Wife further requests this court to order the imposition of trial and appellate court fees and costs against husband on remand if any part of the judgment is set aside due to husband’s misconduct. Because we affirm the court’s denial of wife’s motion to set aside the judgment as to the business, we consider wife’s request for fees and costs only with respect to the court’s set aside of the judgment as to the house. Wife requested such fees below pursuant to section 2030. The court did not award them. Wife now argues such an award by the trial court was mandatory under section 2107, subdivision (c) (although she mistakenly cites subdivision (d) which does not deal with fees and costs, she quotes subdivision (c) which involves money sanctions). But wife did not seek sanctions pursuant to section 2107 below. And in any case, a court may decline to impose sanctions if it “finds that the noncomplying party acted with substantial justification or that other circumstances make the imposition of the sanction unjust.” (§ 2107, subd. (c).) In other words, an award under section 2107, subdivision (c) is not mandatory.

[5] Wife complains that the court, upon granting her motion to set aside the judgment as to the house, “merely [awarded her] $10,000 more to aggregate $40,000.” Because $40,000 is one half of the $80,000 equity in the house, she concludes she received nothing for the business. The court, however, granted wife the relief she requested when she declared: “In return for my transferring my 50% interest in this residence to [husband], I should have received the sum of $40,000.00. Instead, I only received the sum of $30,000.00.” In its minute order, the court noted: “In fact, [wife’s] declaration asserts, with some degree of persuasiveness, that after taking into consideration all of the community assets and liabilities, the $30,000 equalization payment more than compensated [wife] for her share of the community estate.”

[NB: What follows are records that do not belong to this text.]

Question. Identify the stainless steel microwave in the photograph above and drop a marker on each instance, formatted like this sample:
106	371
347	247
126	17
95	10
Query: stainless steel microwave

Description Tanya M. Cantarella (wife) and Joseph S. Cantarella (husband) entered into a marital settlement agreement (the Agreement). The court entered a judgment dissolving their marriage and dividing their property in accordance with the Agreement. Wife later moved to set aside part of the judgment and the Agreement, contending the family business was mistakenly undervalued. The court denied her motion. Wife appeals.[1] We affirm.